Bu da özgüven sahibi değil, başkaları tarafından kolayca yönlendirilebilen, modaya uymaktan başka bir şey bilmeyen, kendi kararlarını değil, ortamın kararlarını önemseyen biri olmasına yol açacaktır.
Gelir durumları son derece iyi olan bir akrabam anlattı. Yıllar önce oğlu, üniversitede öğrenciyken yazın arkadaşları ile tatile gitmek istemiş. Babası da olur, demiş, sana şu kadar para verebilirim.
Oğlu, daha fazla paraya gereksinimi olduğunu anlatmış. Babası da “valla evin bütçesini bu şekilde kullanmam doğru olmaz, ama başka bir yolunu bulabiliriz” demiş. Oğlu heyecanla ne olduğunu merak etmiş.

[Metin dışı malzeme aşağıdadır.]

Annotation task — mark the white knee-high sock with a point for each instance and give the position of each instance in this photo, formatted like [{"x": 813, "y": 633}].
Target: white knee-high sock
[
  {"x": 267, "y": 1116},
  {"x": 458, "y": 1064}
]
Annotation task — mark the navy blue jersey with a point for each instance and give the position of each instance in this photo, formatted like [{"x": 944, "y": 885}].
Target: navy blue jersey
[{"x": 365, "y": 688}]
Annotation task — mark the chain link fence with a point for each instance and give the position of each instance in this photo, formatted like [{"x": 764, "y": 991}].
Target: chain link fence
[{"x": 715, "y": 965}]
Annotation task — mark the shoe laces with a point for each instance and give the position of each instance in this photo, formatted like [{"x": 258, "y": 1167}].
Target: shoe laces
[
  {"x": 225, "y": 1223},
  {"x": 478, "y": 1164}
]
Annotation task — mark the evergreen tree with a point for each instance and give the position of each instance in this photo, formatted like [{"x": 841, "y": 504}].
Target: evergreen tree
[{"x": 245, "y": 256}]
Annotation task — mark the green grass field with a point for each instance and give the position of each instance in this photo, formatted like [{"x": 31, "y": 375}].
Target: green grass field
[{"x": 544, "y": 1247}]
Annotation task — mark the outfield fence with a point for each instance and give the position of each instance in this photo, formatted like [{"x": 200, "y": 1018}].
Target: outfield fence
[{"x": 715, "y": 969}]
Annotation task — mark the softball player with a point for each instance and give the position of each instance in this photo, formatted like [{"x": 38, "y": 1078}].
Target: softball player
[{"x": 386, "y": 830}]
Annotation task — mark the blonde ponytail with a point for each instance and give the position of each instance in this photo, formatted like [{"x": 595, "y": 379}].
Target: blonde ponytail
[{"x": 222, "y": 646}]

Bak demiş, apartmanın arka tarafında moloz yığını var. Apartman bunu attırmak için işçi tutacak. Yönetici bunun için ne kadar para verecek öğren, istersen sen atarsın ve paranı da kazanmış olursun.
Oğlu yönetici ile konuşmuş, ücreti öğrenmiş, yakınlardaki bir inşaattan el arabası, kürek vb. tedarik etmiş ve molozu atmış. Tatil için parasını kendi kazanmış.Böyle yetişen bir birey, paranın ve mallarının kıymetini bilecektir.
Asıl önemlisi zamanının kıymetini bilecektir. Yani neyi yaparsa ne tür bir getiri elde edeceğini bilebilecektir. Doğru ile yanlışı ayırt etmeyi öğrenecektir. Hedeflerini doğru koymayı ve hedefleri için mücadele etmeyi bilecektir. Bu özgüvenin geliştiği bir ortam olacaktır.
Aynı durum biz yetişkinler için de geçerlidir: Özgüveninizi geliştirmek mi istiyorsunuz, o zaman;
1. Bir hedef koyun, 2. Bu hedef için doğru bilgileri edinin ve 3. Harekete geçin.
Bu tutumunuz ayrıca çocuğunuz için de son derece etkileyici bir model olacaktır.
Sizin bu çerçeve içinde davrandığını gören çocuğun bu davranışı kendisine örnek alması, dolayısı ile özgüveninin gelişmesi mümkün olacaktır.